Serdar: YPG konusunda Türkiye haklı çıkmıştır

AK Parti Elazığ Milletvekili ve TBMM Başkanlık Divanı Üyesi Ömer Serdar, ABD Başkanı Barack Obama'nın YPG'nin ılımlı muhalif unsurları hedef almasının kaygı verici olduğunu belirtmesinin önemli olduğunu belirterek, Türkiye'nin haklı çıktığını söyledi.  

Serdar: YPG konusunda Türkiye haklı çıkmıştır
TAKİP ET Google News ile Takip Et

AK Parti Elazığ Milletvekili ve TBMM Başkanlık Divanı Üyesi Ömer Serdar, gündeme ilişkin açıklamalarda bulundu.

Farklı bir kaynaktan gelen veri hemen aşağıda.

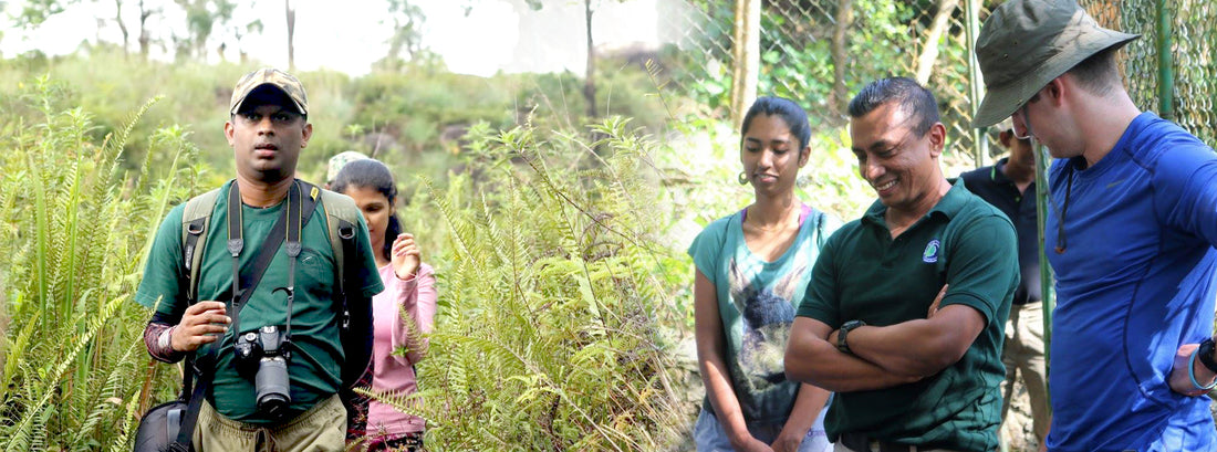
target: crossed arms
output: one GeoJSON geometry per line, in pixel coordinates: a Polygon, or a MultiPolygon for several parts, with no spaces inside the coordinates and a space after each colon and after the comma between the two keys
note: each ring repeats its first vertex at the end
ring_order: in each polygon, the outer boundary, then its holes
{"type": "Polygon", "coordinates": [[[985,328],[980,311],[965,305],[938,307],[929,318],[849,332],[853,352],[836,348],[837,330],[811,317],[796,317],[786,346],[786,378],[835,392],[865,391],[913,383],[959,361],[985,328]]]}

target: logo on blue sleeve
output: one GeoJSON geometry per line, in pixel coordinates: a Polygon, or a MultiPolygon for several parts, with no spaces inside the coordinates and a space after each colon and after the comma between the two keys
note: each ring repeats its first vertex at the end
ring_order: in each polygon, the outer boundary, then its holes
{"type": "Polygon", "coordinates": [[[926,243],[925,244],[925,253],[921,253],[921,261],[924,261],[926,264],[937,262],[938,261],[938,248],[941,248],[941,243],[938,243],[937,238],[930,241],[930,243],[926,243]]]}

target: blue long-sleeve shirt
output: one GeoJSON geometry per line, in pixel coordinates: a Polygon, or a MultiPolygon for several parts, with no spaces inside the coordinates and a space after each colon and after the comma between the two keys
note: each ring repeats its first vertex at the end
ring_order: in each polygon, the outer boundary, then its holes
{"type": "Polygon", "coordinates": [[[1049,173],[1056,272],[1051,451],[1213,451],[1207,397],[1171,391],[1183,344],[1212,334],[1217,154],[1142,113],[1090,168],[1049,173]]]}

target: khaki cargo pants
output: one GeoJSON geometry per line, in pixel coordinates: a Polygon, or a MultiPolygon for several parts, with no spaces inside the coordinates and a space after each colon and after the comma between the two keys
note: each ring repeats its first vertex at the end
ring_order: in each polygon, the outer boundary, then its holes
{"type": "Polygon", "coordinates": [[[225,418],[203,402],[192,442],[198,452],[342,452],[346,439],[347,409],[333,395],[275,426],[225,418]]]}

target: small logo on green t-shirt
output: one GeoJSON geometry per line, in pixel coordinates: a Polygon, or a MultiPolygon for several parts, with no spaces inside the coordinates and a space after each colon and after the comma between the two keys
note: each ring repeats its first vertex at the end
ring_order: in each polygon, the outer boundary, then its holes
{"type": "Polygon", "coordinates": [[[921,253],[921,260],[926,264],[933,264],[938,261],[938,239],[935,238],[930,243],[925,244],[925,253],[921,253]]]}

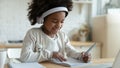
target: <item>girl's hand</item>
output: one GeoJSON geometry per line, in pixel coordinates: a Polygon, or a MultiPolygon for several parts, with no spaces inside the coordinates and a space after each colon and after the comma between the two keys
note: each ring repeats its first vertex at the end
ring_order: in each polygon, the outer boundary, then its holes
{"type": "Polygon", "coordinates": [[[81,60],[83,62],[85,62],[85,63],[90,62],[90,60],[91,60],[91,54],[90,53],[82,52],[81,53],[81,60]]]}
{"type": "Polygon", "coordinates": [[[52,58],[58,59],[61,62],[66,61],[66,59],[59,52],[53,52],[52,58]]]}

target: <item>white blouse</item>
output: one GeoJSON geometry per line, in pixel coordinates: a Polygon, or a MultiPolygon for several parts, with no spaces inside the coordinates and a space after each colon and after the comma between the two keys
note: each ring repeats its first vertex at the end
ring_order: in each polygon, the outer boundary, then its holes
{"type": "Polygon", "coordinates": [[[59,31],[55,38],[51,38],[41,28],[32,28],[24,38],[20,60],[22,62],[48,61],[52,58],[53,52],[61,53],[64,58],[80,57],[80,52],[71,46],[65,33],[59,31]]]}

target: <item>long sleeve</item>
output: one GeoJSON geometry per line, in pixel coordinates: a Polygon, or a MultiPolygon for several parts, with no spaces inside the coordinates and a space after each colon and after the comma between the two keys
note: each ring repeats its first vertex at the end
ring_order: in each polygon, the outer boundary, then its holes
{"type": "Polygon", "coordinates": [[[44,49],[42,44],[37,43],[40,39],[37,31],[34,31],[34,29],[29,30],[24,38],[20,57],[23,62],[41,62],[51,58],[52,53],[44,49]]]}

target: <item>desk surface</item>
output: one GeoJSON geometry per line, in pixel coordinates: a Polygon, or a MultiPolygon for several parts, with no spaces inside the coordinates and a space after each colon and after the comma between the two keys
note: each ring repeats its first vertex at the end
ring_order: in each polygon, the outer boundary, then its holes
{"type": "MultiPolygon", "coordinates": [[[[104,59],[94,59],[92,61],[93,61],[93,64],[112,63],[114,61],[114,59],[113,58],[104,58],[104,59]]],[[[64,67],[62,65],[50,63],[50,62],[42,62],[40,64],[42,64],[46,68],[70,68],[70,67],[64,67]]],[[[8,68],[7,65],[5,66],[5,68],[8,68]]]]}

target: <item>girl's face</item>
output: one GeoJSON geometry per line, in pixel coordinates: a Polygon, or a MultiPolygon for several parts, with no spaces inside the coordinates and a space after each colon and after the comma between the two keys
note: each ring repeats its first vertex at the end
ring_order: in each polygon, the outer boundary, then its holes
{"type": "Polygon", "coordinates": [[[62,28],[65,19],[65,12],[56,12],[45,18],[43,32],[53,37],[62,28]]]}

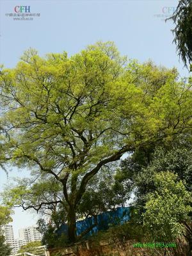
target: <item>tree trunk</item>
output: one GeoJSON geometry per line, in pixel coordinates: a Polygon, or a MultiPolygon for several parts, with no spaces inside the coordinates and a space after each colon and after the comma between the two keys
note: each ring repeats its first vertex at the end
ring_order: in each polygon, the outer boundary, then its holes
{"type": "Polygon", "coordinates": [[[67,221],[68,240],[71,243],[75,243],[76,241],[77,234],[76,209],[74,205],[71,205],[69,207],[67,221]]]}

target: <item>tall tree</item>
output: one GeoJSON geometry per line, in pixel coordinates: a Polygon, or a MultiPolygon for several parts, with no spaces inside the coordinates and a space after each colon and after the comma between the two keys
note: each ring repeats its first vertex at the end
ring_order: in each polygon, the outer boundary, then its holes
{"type": "Polygon", "coordinates": [[[125,152],[191,132],[191,81],[149,62],[126,63],[111,42],[68,58],[29,50],[0,76],[2,122],[9,131],[4,155],[38,179],[62,188],[68,237],[77,240],[76,212],[89,182],[125,152]]]}

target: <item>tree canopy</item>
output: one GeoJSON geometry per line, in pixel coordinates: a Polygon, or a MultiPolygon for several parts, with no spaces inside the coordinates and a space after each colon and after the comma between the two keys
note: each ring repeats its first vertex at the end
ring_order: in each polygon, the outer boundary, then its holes
{"type": "MultiPolygon", "coordinates": [[[[192,1],[180,0],[172,19],[175,27],[172,31],[175,36],[173,42],[177,50],[186,67],[192,61],[192,1]]],[[[190,68],[191,71],[191,67],[190,68]]]]}

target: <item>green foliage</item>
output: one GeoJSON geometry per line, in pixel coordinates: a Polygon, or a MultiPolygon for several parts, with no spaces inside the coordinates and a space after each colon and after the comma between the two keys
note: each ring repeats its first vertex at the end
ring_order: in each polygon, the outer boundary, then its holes
{"type": "Polygon", "coordinates": [[[10,217],[12,213],[12,211],[10,208],[0,205],[0,226],[12,221],[12,219],[10,217]]]}
{"type": "Polygon", "coordinates": [[[8,256],[11,254],[12,248],[9,244],[4,243],[4,238],[0,235],[0,256],[8,256]]]}
{"type": "Polygon", "coordinates": [[[175,24],[172,30],[175,35],[173,42],[176,44],[179,56],[187,66],[192,61],[192,2],[191,0],[180,0],[172,19],[175,24]]]}
{"type": "Polygon", "coordinates": [[[89,188],[104,166],[124,153],[191,135],[191,81],[177,77],[175,68],[152,61],[128,62],[110,42],[70,58],[42,58],[29,49],[14,68],[3,68],[1,122],[9,140],[2,137],[0,163],[28,168],[33,177],[11,188],[5,204],[67,219],[74,241],[76,217],[88,198],[94,198],[95,211],[99,189],[115,195],[104,198],[100,209],[122,204],[126,195],[120,171],[109,189],[102,182],[98,191],[89,188]]]}
{"type": "Polygon", "coordinates": [[[29,242],[26,245],[23,245],[19,249],[18,253],[29,252],[30,253],[35,254],[38,252],[38,249],[36,248],[40,246],[42,243],[40,241],[35,241],[34,242],[29,242]]]}
{"type": "Polygon", "coordinates": [[[170,172],[156,173],[153,179],[156,189],[147,195],[144,226],[158,239],[175,239],[184,232],[182,222],[189,220],[191,193],[170,172]]]}
{"type": "Polygon", "coordinates": [[[58,236],[56,233],[56,228],[51,223],[46,223],[43,219],[37,221],[38,230],[43,235],[42,243],[49,248],[64,247],[68,243],[68,237],[62,234],[58,236]]]}

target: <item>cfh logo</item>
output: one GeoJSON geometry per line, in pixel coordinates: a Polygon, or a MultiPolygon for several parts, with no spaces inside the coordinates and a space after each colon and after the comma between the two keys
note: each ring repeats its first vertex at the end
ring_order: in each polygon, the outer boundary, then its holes
{"type": "Polygon", "coordinates": [[[30,12],[30,6],[17,6],[14,8],[15,12],[17,13],[29,13],[30,12]]]}
{"type": "Polygon", "coordinates": [[[164,14],[173,14],[177,8],[174,6],[164,6],[162,8],[162,12],[164,14]]]}

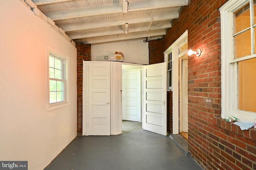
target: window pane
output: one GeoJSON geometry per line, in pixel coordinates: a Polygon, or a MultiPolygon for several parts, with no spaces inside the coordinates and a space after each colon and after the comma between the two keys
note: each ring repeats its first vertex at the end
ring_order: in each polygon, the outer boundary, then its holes
{"type": "Polygon", "coordinates": [[[256,41],[255,41],[256,39],[256,27],[255,27],[254,29],[254,53],[256,54],[256,41]]]}
{"type": "Polygon", "coordinates": [[[56,91],[56,81],[50,80],[50,91],[56,91]]]}
{"type": "Polygon", "coordinates": [[[57,102],[64,101],[63,92],[57,92],[57,102]]]}
{"type": "Polygon", "coordinates": [[[256,112],[256,59],[238,64],[238,109],[256,112]]]}
{"type": "Polygon", "coordinates": [[[54,67],[54,58],[51,56],[49,57],[49,66],[50,67],[54,67]]]}
{"type": "Polygon", "coordinates": [[[235,58],[251,55],[251,31],[250,30],[234,37],[235,58]]]}
{"type": "Polygon", "coordinates": [[[55,58],[55,62],[54,67],[55,68],[62,70],[61,66],[62,66],[62,61],[60,60],[59,60],[58,59],[55,58]]]}
{"type": "Polygon", "coordinates": [[[172,86],[172,70],[169,72],[169,86],[172,86]]]}
{"type": "Polygon", "coordinates": [[[249,3],[235,13],[234,33],[237,33],[250,26],[249,3]]]}
{"type": "Polygon", "coordinates": [[[57,81],[57,91],[63,91],[64,83],[60,81],[57,81]]]}
{"type": "Polygon", "coordinates": [[[256,24],[256,1],[255,0],[254,1],[254,6],[253,10],[254,11],[254,25],[256,24]]]}
{"type": "Polygon", "coordinates": [[[54,69],[52,68],[49,68],[49,76],[50,78],[54,78],[54,69]]]}
{"type": "Polygon", "coordinates": [[[57,78],[58,79],[62,79],[61,70],[59,70],[55,69],[54,71],[55,71],[54,78],[57,78]]]}
{"type": "Polygon", "coordinates": [[[56,92],[50,92],[50,103],[56,103],[56,92]]]}

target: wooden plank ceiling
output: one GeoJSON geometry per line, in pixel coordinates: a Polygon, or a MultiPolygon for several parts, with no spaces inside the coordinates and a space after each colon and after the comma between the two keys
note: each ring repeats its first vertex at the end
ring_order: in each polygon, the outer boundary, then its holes
{"type": "Polygon", "coordinates": [[[188,0],[32,0],[76,42],[161,38],[188,0]]]}

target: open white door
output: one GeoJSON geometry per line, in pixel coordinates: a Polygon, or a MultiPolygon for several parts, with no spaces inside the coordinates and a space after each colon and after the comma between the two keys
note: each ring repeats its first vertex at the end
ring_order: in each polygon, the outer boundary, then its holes
{"type": "Polygon", "coordinates": [[[110,63],[88,63],[88,134],[110,135],[110,63]]]}
{"type": "Polygon", "coordinates": [[[143,66],[143,127],[167,135],[166,63],[143,66]]]}
{"type": "Polygon", "coordinates": [[[181,95],[181,131],[188,132],[188,60],[182,60],[181,95]]]}
{"type": "Polygon", "coordinates": [[[123,120],[141,121],[141,72],[123,71],[123,120]]]}

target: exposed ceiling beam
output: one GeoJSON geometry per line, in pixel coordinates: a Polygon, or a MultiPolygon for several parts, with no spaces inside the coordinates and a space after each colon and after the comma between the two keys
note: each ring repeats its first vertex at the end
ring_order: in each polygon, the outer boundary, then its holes
{"type": "Polygon", "coordinates": [[[114,4],[45,12],[44,14],[55,21],[74,18],[122,12],[122,4],[114,4]]]}
{"type": "Polygon", "coordinates": [[[129,3],[128,11],[188,5],[188,0],[153,0],[129,3]]]}
{"type": "Polygon", "coordinates": [[[99,37],[91,38],[86,39],[82,39],[75,41],[77,43],[84,43],[84,44],[96,44],[98,43],[106,43],[108,42],[118,41],[126,40],[131,39],[144,38],[148,36],[158,36],[166,35],[165,29],[163,29],[156,31],[149,32],[146,33],[137,33],[132,34],[123,34],[114,36],[106,37],[99,37]]]}
{"type": "Polygon", "coordinates": [[[36,5],[44,4],[50,4],[52,3],[60,2],[61,2],[68,1],[72,0],[32,0],[32,1],[36,5]]]}
{"type": "MultiPolygon", "coordinates": [[[[128,11],[181,6],[188,4],[188,0],[152,0],[130,2],[128,5],[128,11]]],[[[45,12],[44,14],[54,21],[86,16],[122,12],[123,10],[122,5],[119,4],[45,12]]]]}
{"type": "MultiPolygon", "coordinates": [[[[168,22],[163,23],[161,25],[155,24],[151,25],[150,30],[163,29],[170,28],[172,24],[168,22]]],[[[138,31],[146,31],[148,30],[147,25],[130,26],[128,33],[136,32],[138,31]]],[[[68,35],[72,39],[80,39],[82,38],[89,38],[93,37],[110,35],[115,34],[125,33],[125,30],[122,28],[116,28],[114,29],[106,29],[97,31],[83,32],[68,34],[68,35]]]]}
{"type": "Polygon", "coordinates": [[[62,28],[65,31],[68,31],[118,25],[123,25],[125,23],[131,24],[150,22],[152,18],[154,18],[154,21],[156,21],[172,20],[178,18],[178,17],[179,12],[176,12],[159,14],[152,16],[147,15],[136,17],[130,17],[119,19],[104,20],[81,23],[59,25],[58,26],[62,28]]]}

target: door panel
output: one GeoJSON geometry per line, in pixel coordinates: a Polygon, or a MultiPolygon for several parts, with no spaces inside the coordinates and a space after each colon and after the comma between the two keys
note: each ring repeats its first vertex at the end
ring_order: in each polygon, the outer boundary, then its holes
{"type": "Polygon", "coordinates": [[[141,121],[141,70],[123,72],[123,119],[141,121]]]}
{"type": "Polygon", "coordinates": [[[166,63],[143,66],[143,127],[167,135],[166,63]]]}
{"type": "Polygon", "coordinates": [[[110,63],[89,63],[88,134],[110,135],[110,63]]]}
{"type": "Polygon", "coordinates": [[[188,60],[182,61],[182,131],[188,132],[188,60]]]}

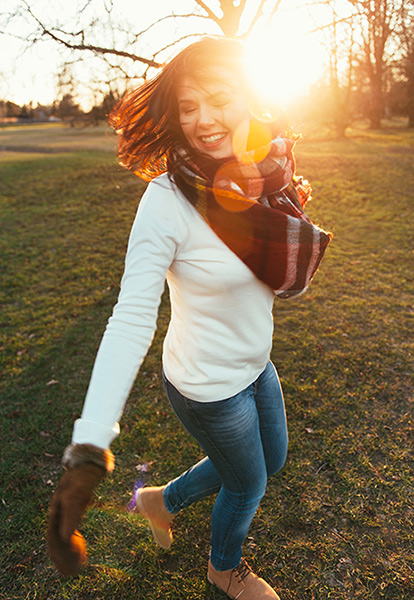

Türkiye’nin 7 Haziran'dan bu yana terör örgütlerinin ciddi anlamda hedefleri haline geldiğini belirten Serdar, ”Ankara'da meydana gelen patlamada hayatlarını kaybeden vatandaşlarımıza Allah'tan rahmet diliyorum. Bu coğrafyada terör sorunları geçmişte de yaşanmıştı ama 7 Haziran seçimleriyle birlikte ülkemiz birkaç terör örgütünün hedefi haline geldi. DAEŞ, PKK, DHKP-C, MLKP gibi örgütlerin Türkiye'yi özellikle içe kapatmak, dolayısıyla dış politikasına bu içe kapanmayla birlikte ayar verme girişimlerinin olduğunu görüyoruz. Türkiye Cumhuriyeti devleti olarak tezimiz son olayda da tescil edilmiş oldu. Bizim özellikle PYD, YPG'nin Suriye içinde ılımlı muhalif unsurlarla Esed rejimine karşı birlikte mücadele vermesi yönünde bir telkinimiz olmuştu. Ama maalesef son zamanlarda İran ve Rusya denklemiyle Esed denkleminin birleşmesi nedeniyle Suriye'nin kuzeyinde bir hat oluşturma yönünde çabalar görüyoruz. PYD ve YPG bu hat üzerinde ilerlerken, özellikle Rusya'nın sivil hedefleri bombalayarak önünü açtığını görüyoruz. Biz Suriye meselesinde bu terör örgütünün masada olmaması tezini ileri sürerken de bunların PKK'nın bir uzantısı olduğunu söyledik, bu eylemle de bunu  tescil etmiş oldular” dedi.

"TÜRKİYE HAKLI ÇIKMIŞTIR"
Cumhurbaşkanı Recep Tayyip Erdoğan’ın Obama ile yaptığı görüşmeye de değinen Milletvekili Serdar, ”O görüşmede Ankara patlaması ile ilgili bilgiler istişare edildi. Obama'nın da bu anlamda YPG'nin Suriye'nin kuzeyinde ilerleyişinin kaygı verici olduğunu, ılımlı muhalif unsurlarının hedef alınmasının kaygı verici olduğunu belirtmesi önemli bir şey. Türkiye bu konuda haklı çıkmıştır. Türkiye gerek müktesebatıyla, gerekse tarihsel misyonuyla her zaman bu olayların üstesinde gelecektir. Bulunduğumuz coğrafya kolay bir coğrafya değil. Türkiye'nin kendi sınırında gerçekleşen bu hadiselere duyarsız kalamayacağını, misyonu gereği buralara müdahil olacağını bilmemiz gerekiyor. Bu konuda son olayla birlikte bütün milletimizle birlik beraberlik görüntüsü içerisinde olmamız, bu konuda yapılacak mücadeledeki kararlılık inşallah Türkiye'nin bunlarında üstesinde geleceğini gösterecektir” diye konuştu.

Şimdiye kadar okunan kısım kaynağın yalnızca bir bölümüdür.